Despite an healthy lead of over a minute by the end of day 1, and went on to win at Rally d'Italia Sardegna, WRC - 2013 in WRC2; the former F1 driver was ready to call it quits to the WRC event.

Reason : Only the top end competition [World Rally Cars] had the liberty of safety to have a two-minute gap between the cars leaving the starting line of the competitive special stages. WRC2, class & WRC3 class were timed with just a minute apart, in order to complete the stages well before the repetition for the second pass.

Issue : However the WRC2 class cars which are almost equally fast or even faster than the lower order WRC cars are caught in the lingering dust cloud in the stages that are raised by the cars driven before them, and the one-minute gap is too less for the dust to settle down for proper visibility. The Pole being the leader of the class and starting the last of the WRC2 cars was furious after being forced to stop/slowdown in the middle of the special stages due to the dust issue.

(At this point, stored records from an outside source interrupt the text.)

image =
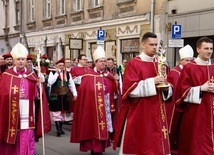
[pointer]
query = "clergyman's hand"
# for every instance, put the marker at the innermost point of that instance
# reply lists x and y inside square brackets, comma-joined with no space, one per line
[159,79]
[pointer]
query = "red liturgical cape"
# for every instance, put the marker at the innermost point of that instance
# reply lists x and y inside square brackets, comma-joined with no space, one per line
[9,106]
[75,72]
[173,116]
[197,126]
[89,120]
[146,128]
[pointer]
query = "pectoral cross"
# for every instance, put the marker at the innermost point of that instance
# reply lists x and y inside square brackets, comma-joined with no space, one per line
[212,80]
[102,125]
[15,89]
[12,132]
[164,130]
[99,85]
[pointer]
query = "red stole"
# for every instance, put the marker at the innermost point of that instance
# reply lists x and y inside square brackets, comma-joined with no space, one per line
[13,102]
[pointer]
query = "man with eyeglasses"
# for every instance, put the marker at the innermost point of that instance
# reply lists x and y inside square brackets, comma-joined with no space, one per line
[194,97]
[90,63]
[141,126]
[95,105]
[174,117]
[77,73]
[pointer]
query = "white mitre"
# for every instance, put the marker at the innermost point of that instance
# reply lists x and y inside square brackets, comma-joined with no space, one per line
[186,52]
[19,51]
[99,53]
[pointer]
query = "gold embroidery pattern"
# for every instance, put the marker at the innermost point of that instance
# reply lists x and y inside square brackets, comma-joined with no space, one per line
[14,110]
[15,89]
[100,105]
[165,132]
[162,112]
[12,132]
[99,85]
[102,124]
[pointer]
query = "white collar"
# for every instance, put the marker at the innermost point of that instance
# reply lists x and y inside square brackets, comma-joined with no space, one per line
[15,69]
[199,61]
[145,57]
[95,69]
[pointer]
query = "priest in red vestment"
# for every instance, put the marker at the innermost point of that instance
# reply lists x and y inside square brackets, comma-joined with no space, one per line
[77,72]
[142,123]
[92,122]
[196,88]
[173,116]
[20,126]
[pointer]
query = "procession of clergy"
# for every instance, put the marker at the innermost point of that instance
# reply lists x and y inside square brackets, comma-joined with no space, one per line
[130,111]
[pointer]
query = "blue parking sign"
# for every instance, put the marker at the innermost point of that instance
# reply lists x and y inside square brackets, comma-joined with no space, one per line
[176,31]
[100,34]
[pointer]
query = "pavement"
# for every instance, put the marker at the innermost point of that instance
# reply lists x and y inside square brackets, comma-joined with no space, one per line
[61,145]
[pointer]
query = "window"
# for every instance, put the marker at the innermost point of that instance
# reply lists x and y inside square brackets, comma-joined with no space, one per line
[78,5]
[47,8]
[17,13]
[96,2]
[31,11]
[62,7]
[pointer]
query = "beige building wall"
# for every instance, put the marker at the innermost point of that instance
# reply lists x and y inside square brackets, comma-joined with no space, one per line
[194,16]
[121,19]
[9,29]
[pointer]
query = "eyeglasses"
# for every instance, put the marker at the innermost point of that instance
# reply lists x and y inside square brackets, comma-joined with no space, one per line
[102,61]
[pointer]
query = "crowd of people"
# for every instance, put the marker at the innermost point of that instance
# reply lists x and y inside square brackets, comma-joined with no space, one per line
[125,105]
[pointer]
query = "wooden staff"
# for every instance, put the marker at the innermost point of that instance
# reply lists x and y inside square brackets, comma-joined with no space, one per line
[41,102]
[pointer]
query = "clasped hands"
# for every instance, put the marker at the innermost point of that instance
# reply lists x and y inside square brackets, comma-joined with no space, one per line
[208,87]
[159,79]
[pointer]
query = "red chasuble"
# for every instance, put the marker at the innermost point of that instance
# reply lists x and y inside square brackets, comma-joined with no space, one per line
[197,126]
[173,116]
[9,105]
[89,120]
[146,128]
[75,72]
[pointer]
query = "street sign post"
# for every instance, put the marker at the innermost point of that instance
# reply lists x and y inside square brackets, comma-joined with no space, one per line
[176,31]
[100,37]
[176,42]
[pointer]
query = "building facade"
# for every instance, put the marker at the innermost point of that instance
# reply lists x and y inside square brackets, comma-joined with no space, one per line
[65,28]
[195,19]
[9,25]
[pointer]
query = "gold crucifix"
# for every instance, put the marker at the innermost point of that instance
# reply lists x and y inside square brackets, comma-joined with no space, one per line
[15,89]
[164,130]
[102,125]
[12,132]
[212,80]
[99,85]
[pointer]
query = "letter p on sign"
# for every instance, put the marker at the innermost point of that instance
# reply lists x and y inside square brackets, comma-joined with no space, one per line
[176,31]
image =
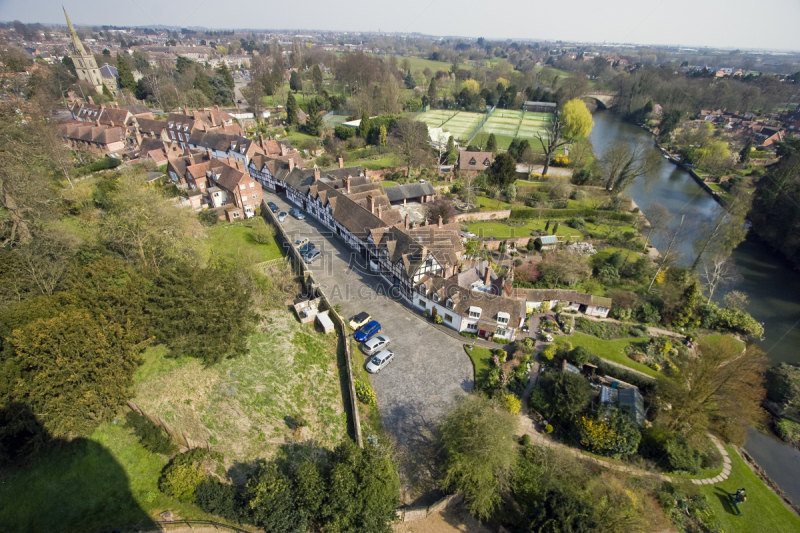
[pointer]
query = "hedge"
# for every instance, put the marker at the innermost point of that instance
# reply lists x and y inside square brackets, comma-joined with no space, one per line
[530,212]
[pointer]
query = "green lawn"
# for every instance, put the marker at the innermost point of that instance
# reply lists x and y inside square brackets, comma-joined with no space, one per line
[481,358]
[236,239]
[500,230]
[108,480]
[240,406]
[611,350]
[763,510]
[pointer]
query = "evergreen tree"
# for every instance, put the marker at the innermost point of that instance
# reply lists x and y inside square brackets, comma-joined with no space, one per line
[745,153]
[126,80]
[224,73]
[491,144]
[295,81]
[364,126]
[291,109]
[316,78]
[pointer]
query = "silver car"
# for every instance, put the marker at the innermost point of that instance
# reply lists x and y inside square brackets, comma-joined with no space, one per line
[375,344]
[379,361]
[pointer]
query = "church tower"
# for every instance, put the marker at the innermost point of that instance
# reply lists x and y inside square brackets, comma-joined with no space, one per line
[85,65]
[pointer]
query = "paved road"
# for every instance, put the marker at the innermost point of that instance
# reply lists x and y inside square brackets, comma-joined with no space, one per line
[430,368]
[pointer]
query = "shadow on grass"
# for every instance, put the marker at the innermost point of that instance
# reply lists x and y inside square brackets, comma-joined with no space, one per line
[725,498]
[59,485]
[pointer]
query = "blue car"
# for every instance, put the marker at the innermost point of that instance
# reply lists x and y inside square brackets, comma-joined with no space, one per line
[368,331]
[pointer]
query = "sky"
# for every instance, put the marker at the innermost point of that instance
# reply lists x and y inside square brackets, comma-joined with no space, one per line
[744,24]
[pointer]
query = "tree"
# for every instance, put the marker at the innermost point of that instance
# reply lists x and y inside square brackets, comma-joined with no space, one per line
[364,126]
[503,171]
[717,271]
[477,439]
[224,73]
[316,78]
[410,141]
[747,149]
[144,226]
[126,80]
[295,81]
[562,395]
[75,370]
[491,144]
[573,122]
[433,94]
[725,230]
[720,389]
[440,207]
[291,110]
[623,163]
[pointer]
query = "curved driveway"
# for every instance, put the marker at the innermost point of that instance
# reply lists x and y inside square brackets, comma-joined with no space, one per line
[430,368]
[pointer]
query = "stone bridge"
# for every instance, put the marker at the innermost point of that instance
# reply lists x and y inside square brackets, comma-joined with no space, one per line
[604,100]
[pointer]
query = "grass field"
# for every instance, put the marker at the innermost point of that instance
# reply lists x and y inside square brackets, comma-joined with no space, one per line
[500,230]
[481,358]
[232,240]
[107,480]
[763,510]
[242,407]
[611,350]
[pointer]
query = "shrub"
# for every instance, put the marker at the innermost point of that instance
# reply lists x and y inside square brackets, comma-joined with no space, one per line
[152,437]
[183,474]
[512,403]
[365,394]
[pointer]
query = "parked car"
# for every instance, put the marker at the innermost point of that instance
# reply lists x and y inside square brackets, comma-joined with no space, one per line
[368,331]
[379,361]
[375,344]
[359,320]
[312,256]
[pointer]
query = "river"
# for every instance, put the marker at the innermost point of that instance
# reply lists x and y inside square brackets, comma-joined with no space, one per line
[769,280]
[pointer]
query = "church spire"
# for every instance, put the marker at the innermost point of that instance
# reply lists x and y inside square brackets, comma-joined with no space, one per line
[76,42]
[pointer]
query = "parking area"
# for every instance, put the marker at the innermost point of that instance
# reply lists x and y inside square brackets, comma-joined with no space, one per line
[429,368]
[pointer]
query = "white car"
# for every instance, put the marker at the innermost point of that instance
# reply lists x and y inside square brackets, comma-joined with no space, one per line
[375,344]
[379,361]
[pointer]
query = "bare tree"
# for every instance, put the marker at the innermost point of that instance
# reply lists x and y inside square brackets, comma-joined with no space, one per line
[410,141]
[622,163]
[717,271]
[668,255]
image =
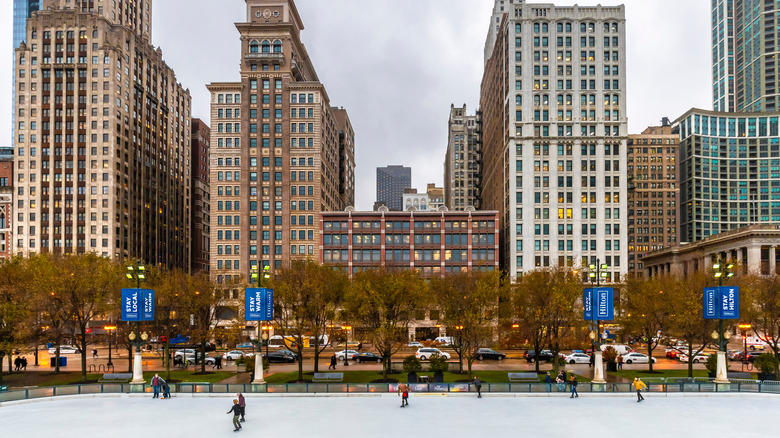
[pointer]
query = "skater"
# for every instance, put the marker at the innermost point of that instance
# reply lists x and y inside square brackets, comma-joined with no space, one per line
[561,381]
[403,389]
[242,403]
[639,385]
[574,387]
[156,385]
[236,410]
[166,389]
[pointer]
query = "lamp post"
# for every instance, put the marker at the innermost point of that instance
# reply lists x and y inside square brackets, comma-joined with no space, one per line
[721,270]
[595,273]
[137,272]
[256,278]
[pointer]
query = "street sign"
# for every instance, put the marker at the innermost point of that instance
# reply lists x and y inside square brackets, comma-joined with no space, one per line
[721,302]
[259,304]
[598,304]
[137,305]
[587,303]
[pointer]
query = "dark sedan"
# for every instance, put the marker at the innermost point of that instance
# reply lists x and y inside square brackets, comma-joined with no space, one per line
[368,357]
[487,353]
[280,356]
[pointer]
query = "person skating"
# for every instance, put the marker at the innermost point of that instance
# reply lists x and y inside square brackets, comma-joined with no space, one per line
[242,403]
[403,389]
[478,385]
[639,385]
[574,387]
[236,410]
[156,385]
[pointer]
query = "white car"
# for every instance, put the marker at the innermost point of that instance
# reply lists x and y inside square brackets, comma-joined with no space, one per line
[577,358]
[233,355]
[636,358]
[65,349]
[349,353]
[699,358]
[426,353]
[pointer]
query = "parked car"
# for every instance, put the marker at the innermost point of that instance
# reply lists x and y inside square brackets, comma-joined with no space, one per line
[487,353]
[65,349]
[577,358]
[280,356]
[544,355]
[636,358]
[367,357]
[233,355]
[349,353]
[426,353]
[699,358]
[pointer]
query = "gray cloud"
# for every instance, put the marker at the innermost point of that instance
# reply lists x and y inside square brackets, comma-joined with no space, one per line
[397,65]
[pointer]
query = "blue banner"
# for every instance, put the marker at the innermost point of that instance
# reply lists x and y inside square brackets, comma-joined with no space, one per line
[729,302]
[711,303]
[259,304]
[587,303]
[603,304]
[137,305]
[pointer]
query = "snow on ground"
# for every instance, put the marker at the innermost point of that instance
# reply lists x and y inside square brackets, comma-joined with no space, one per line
[378,417]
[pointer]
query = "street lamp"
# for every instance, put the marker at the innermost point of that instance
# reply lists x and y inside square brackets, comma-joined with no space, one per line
[595,273]
[256,278]
[137,272]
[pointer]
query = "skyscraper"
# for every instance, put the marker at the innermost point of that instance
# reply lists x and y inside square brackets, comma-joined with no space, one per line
[745,51]
[280,153]
[102,137]
[554,135]
[390,184]
[462,162]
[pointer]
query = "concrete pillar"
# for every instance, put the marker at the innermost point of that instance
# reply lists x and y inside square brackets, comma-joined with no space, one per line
[754,259]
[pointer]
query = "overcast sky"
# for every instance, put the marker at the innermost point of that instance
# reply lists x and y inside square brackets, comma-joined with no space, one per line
[397,65]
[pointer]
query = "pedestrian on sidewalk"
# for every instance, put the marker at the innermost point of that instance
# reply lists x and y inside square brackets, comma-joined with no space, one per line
[639,385]
[403,390]
[236,410]
[574,386]
[242,403]
[156,385]
[478,385]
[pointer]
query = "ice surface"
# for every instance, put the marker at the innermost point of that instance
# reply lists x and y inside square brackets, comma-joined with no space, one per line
[377,417]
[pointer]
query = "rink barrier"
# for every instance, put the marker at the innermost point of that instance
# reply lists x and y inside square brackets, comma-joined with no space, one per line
[654,385]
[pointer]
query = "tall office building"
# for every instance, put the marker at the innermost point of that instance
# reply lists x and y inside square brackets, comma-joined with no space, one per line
[390,184]
[201,197]
[653,193]
[745,49]
[554,135]
[280,154]
[102,137]
[462,162]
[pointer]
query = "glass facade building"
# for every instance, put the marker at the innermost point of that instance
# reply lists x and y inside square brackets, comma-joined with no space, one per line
[730,171]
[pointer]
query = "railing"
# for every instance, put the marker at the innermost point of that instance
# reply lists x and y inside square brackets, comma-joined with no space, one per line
[654,385]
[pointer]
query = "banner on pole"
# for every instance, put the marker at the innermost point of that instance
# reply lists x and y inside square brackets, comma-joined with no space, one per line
[259,304]
[137,305]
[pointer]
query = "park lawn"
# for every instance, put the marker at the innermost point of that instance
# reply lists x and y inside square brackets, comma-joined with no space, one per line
[27,378]
[190,376]
[486,376]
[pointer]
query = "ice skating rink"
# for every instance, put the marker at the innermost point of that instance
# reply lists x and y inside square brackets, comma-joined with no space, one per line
[427,415]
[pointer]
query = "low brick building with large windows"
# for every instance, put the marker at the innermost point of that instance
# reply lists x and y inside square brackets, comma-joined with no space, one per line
[433,243]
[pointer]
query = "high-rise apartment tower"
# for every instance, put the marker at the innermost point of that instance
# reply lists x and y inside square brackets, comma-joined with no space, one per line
[554,135]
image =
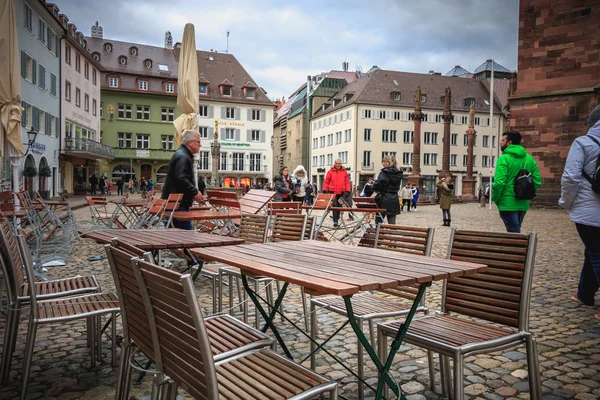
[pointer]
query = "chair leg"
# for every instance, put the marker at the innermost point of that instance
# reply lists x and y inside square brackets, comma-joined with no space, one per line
[304,308]
[313,334]
[535,388]
[459,389]
[28,355]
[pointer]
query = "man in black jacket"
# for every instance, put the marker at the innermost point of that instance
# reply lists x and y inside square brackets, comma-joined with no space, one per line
[180,177]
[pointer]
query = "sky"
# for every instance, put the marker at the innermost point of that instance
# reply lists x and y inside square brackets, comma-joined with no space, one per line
[281,42]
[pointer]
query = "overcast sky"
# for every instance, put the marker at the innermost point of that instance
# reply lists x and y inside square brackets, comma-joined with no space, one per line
[281,42]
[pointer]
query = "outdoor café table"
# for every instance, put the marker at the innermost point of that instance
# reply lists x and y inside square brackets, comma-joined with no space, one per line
[162,239]
[327,268]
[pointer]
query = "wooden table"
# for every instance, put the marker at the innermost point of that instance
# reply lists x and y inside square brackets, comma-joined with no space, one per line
[334,269]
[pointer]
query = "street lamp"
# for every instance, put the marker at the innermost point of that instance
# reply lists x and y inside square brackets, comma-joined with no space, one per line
[32,135]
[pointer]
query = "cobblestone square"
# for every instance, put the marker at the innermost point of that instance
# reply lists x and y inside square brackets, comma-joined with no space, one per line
[567,333]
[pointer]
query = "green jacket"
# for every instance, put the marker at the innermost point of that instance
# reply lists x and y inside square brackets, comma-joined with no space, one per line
[513,159]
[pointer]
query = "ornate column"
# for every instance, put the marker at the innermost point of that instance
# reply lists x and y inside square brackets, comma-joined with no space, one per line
[215,150]
[415,178]
[469,181]
[447,118]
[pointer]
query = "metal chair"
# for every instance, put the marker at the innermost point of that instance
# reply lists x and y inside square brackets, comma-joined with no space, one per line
[369,307]
[183,354]
[501,295]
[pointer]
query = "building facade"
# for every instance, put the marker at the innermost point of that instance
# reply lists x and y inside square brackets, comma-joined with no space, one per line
[80,103]
[372,117]
[558,84]
[39,34]
[139,105]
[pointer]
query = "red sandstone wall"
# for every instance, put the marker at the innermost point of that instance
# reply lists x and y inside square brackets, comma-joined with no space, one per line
[557,83]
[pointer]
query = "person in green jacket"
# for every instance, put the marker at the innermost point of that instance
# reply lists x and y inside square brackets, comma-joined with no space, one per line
[513,159]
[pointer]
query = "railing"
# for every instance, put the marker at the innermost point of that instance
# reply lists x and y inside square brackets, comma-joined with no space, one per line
[89,147]
[152,154]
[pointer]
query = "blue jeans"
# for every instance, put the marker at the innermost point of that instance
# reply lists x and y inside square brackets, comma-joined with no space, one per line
[512,220]
[187,225]
[589,280]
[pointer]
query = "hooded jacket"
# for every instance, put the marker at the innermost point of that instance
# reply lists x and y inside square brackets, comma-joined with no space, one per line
[388,184]
[337,181]
[577,196]
[513,159]
[300,180]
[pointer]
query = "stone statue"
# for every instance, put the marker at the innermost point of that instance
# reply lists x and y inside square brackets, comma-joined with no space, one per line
[471,118]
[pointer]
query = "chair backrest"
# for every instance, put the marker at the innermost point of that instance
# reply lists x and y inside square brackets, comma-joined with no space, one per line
[255,200]
[254,228]
[136,323]
[289,227]
[12,264]
[222,199]
[181,346]
[502,293]
[284,207]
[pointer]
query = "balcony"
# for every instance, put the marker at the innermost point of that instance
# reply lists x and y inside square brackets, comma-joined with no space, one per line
[86,148]
[151,154]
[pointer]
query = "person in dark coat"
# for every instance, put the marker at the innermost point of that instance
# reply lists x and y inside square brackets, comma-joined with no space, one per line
[283,186]
[180,176]
[386,186]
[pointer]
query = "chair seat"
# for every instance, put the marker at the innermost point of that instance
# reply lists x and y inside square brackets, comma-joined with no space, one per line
[364,305]
[227,334]
[265,375]
[63,287]
[448,331]
[77,307]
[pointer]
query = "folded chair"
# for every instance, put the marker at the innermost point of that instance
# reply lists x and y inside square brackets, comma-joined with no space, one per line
[227,336]
[369,307]
[59,310]
[19,295]
[501,295]
[183,354]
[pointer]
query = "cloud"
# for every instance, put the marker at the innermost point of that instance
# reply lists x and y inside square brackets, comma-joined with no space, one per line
[280,44]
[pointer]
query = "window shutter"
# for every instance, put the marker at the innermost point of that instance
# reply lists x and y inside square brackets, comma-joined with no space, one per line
[33,71]
[23,65]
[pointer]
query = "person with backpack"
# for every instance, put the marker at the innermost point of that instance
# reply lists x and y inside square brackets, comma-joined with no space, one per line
[516,180]
[580,196]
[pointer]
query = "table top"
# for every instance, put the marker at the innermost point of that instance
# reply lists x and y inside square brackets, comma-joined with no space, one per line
[159,239]
[330,268]
[205,215]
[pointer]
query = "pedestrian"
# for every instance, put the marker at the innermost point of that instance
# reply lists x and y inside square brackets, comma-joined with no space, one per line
[180,176]
[415,193]
[120,186]
[444,188]
[368,188]
[283,186]
[406,195]
[299,183]
[337,182]
[514,158]
[93,184]
[387,186]
[102,185]
[583,205]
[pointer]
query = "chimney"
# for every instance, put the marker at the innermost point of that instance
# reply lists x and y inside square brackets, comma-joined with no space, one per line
[168,40]
[97,31]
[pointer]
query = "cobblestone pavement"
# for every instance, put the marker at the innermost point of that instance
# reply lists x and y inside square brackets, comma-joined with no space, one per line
[568,335]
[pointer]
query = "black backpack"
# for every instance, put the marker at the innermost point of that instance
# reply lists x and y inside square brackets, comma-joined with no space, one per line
[594,179]
[524,187]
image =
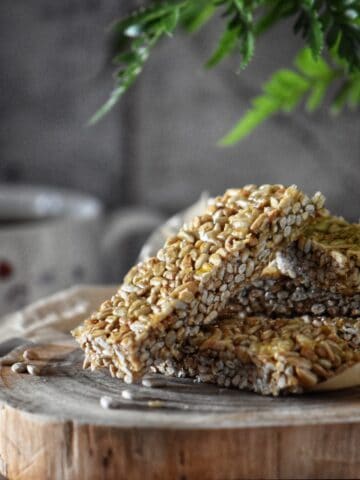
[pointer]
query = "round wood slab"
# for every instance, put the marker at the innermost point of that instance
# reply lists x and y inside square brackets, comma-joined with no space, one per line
[53,427]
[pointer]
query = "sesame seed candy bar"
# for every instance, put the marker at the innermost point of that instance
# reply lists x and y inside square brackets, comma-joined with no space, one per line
[269,356]
[290,298]
[326,254]
[166,298]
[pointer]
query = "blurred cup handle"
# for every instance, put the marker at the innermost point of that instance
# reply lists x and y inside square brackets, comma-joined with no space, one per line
[126,231]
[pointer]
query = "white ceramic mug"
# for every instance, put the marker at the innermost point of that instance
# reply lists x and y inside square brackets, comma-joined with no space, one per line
[51,239]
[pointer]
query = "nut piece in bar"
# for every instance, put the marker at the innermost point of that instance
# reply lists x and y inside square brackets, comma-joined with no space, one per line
[288,297]
[327,254]
[269,356]
[166,299]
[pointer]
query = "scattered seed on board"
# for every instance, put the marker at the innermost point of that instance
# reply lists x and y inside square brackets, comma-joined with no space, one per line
[33,369]
[18,367]
[30,355]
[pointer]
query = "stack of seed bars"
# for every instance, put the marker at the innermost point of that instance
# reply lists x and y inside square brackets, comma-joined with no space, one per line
[192,310]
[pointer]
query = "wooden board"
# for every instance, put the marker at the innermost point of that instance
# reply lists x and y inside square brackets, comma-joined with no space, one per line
[53,427]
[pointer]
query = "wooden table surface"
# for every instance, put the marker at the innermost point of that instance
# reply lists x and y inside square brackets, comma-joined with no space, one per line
[54,427]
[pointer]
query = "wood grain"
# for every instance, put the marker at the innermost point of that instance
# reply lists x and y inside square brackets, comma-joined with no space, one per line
[52,427]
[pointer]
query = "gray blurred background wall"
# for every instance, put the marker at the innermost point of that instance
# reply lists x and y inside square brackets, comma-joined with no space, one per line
[158,148]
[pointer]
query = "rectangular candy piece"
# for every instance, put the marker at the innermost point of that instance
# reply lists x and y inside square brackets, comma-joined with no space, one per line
[166,299]
[269,356]
[327,255]
[288,297]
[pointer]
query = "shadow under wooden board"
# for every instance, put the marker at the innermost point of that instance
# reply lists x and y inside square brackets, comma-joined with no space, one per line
[53,427]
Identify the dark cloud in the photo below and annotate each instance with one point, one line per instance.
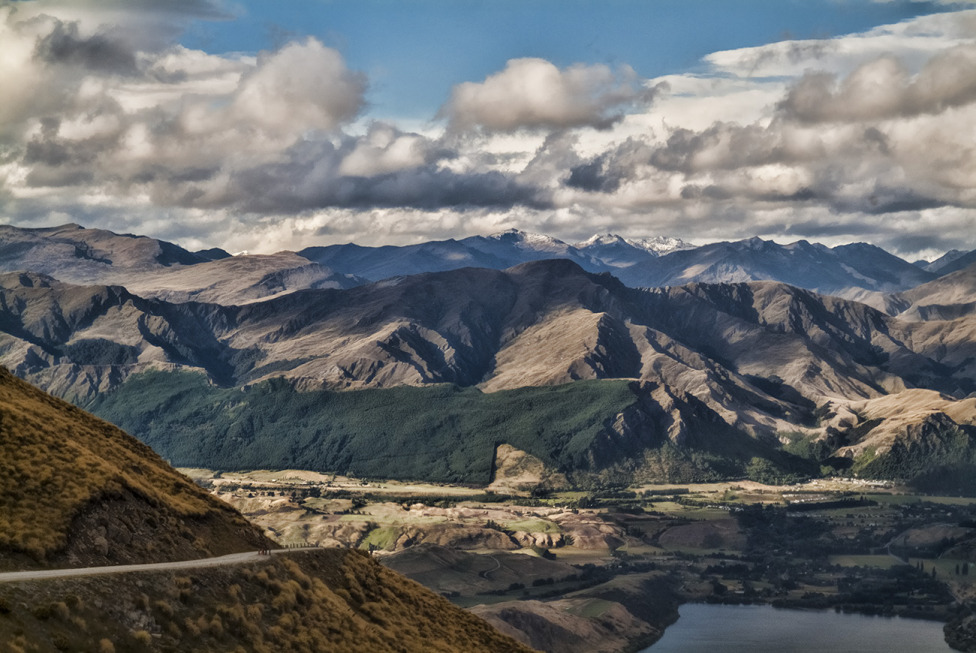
(105, 52)
(593, 176)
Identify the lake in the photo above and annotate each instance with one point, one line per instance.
(755, 628)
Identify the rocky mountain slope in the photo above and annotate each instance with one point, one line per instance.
(737, 370)
(714, 362)
(78, 491)
(155, 268)
(848, 270)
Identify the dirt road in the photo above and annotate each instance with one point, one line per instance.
(232, 559)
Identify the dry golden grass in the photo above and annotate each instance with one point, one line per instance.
(329, 600)
(56, 459)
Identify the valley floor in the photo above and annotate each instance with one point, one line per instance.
(605, 570)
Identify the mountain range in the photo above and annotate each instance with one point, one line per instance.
(78, 492)
(756, 376)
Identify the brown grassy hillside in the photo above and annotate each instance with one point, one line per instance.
(76, 490)
(334, 600)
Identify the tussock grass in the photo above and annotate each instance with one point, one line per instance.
(328, 600)
(56, 460)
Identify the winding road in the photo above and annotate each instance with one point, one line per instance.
(231, 559)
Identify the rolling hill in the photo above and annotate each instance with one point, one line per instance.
(78, 491)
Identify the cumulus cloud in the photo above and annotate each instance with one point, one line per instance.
(884, 88)
(866, 136)
(534, 93)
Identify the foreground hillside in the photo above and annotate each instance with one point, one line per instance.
(78, 491)
(329, 600)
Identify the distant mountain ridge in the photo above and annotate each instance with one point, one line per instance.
(154, 268)
(762, 364)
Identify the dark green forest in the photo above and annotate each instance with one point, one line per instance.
(437, 433)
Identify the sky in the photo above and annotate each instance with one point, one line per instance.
(260, 126)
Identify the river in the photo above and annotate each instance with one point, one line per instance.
(758, 628)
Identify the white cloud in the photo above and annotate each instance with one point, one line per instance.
(534, 93)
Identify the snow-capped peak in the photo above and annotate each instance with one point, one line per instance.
(531, 240)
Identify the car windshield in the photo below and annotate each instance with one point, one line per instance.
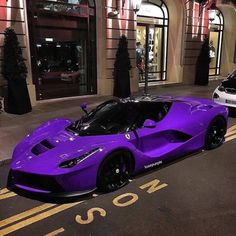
(232, 75)
(111, 117)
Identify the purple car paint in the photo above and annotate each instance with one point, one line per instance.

"We have to review this," said Kubica. "If I had to come back with a one-minute gap then I would not come. There is no point to risk your life for this - it's that simple.
"When I was doing F1, the FIA did a great job with safety, but what I have seen here is disappointing, it looks like nobody cares about the drivers.", continued the Pole.


"But it's not just the drivers, when we were 20 seconds behind [Sepp] Wiegand on the road, we have people standing in the road because they did not expect us and could not see us. We have to review this sooner rather than later, because something can happen if we don't react," said the Polish star.

When Robert asked about the decision to run in one-minute gaps, the rally organisers said they acted within the sport's regulations. The above clip of Robert driving through the cloud of dust is pretty good evidence of the serious safety issue both for the safety of crews & spectators at the stage.

Solution : Simple, just increase the time gap between the cars! So practically the ball is now in the court of FIA. With programmes such as Action for Road Safety in place, and high line of safety practices in other top level motorsport like F1 - hope the international sporting authority takes on its own nuances like this.

A proper assessment of stage by stage analysis and not just one rule for all, feels like the need of the hour. Hope the current system takes into account of various factors to keep sport's stars like Kubica and many more talents aground across all flavours of motorsport. Fingers crossed!!